The barest amount of daydreaming about it happens these days, but my mind is still startlingly active in a dank gutter outside the City 17′s citadel.
Who knows what exactly it is about the world of Half-Life that seems to inspire time and time again. There are many game worlds that are deep and atmospheric, but Half-Life seems to have the perfect combination of a defined world, captivating aesthetic, and strong themes that make it ripe for expounding upon.
That bit of text is from Game Thing Daily (hat tip to Jonathan Downin). And they’re right. The frat-boys can keep Master Chef. I’m sorry, Chief.
The story works because it sits in plain site; it’s not vying for your attention. Valve games are like the hottest girl in the bar: they don’t want or need you, but if you do look, you’ll get an eyeful.
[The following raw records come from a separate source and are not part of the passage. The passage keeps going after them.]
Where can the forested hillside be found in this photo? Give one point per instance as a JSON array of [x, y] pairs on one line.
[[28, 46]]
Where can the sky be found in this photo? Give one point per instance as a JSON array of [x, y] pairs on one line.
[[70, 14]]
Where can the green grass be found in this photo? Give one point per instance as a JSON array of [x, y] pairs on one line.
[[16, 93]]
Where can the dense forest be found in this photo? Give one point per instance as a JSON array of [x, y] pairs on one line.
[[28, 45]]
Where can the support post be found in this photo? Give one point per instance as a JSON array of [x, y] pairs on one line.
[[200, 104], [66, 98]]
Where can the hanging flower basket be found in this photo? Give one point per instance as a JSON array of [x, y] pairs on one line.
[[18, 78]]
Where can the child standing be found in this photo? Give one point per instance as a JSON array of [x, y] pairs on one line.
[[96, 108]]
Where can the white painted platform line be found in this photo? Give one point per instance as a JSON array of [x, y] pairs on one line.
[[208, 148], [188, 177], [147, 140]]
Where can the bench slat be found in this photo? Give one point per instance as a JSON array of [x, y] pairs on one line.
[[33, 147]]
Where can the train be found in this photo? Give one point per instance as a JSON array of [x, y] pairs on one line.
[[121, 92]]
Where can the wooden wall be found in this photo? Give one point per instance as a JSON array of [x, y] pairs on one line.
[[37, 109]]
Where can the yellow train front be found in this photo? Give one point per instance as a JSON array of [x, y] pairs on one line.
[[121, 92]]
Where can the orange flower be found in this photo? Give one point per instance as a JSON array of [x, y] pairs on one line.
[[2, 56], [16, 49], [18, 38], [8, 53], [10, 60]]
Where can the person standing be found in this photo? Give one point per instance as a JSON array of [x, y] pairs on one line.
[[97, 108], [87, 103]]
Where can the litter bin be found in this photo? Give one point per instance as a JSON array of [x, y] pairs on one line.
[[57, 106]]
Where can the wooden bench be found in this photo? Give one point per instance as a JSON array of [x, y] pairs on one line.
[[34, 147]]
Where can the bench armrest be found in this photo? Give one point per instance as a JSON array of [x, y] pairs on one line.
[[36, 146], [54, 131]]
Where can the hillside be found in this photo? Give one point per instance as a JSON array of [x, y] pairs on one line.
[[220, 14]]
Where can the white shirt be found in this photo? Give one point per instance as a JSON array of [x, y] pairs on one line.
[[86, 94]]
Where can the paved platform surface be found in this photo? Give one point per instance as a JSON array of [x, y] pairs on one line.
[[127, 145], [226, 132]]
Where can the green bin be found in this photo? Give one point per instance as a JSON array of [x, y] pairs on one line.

Few games – let alone first person shooters – have a fifth the charm that this game oozes at any random moment. It’s the root of my Valve-lust, and only solidified further by damn near everything those people publish.
The latest fan made video illustrates more of the love:
Rough around the edges? Yes. But, tonally, spot on and very well produced for a fan-film. I tip my hat to everyone involved.
Fact: Virtually every video game would make a horrible movie, and that’s omitting all of Uwe Boll’s abominations. Half Life could maybe pull it off. Though, truth be told, I think it’d work better as a serial because movies are for grand spectacles. The game may be that, but the stories surrounding Gordon Freeman and the world at large are more interesting than the cypher himself, and it’s no place for action movie clichés.
It’d be an intimate tale: a band of survivors, or perhaps the city after the fall, or perhaps a remote settlement a la Jericho. Whatever.
I’d be a happy man if the internet would stop LOLcat production for one day and focus on Half Life. Valve would maybe get the message. As they’ve been proving with the Team Fortress 2 shorts, they can do it right. They aren’t game makers, or publishers, though they do both.
They are expert story tellers, and that’s coming from someone who thinks video game stories are, in the most basic terms, non-biodegradable F-grade hamburger-meat.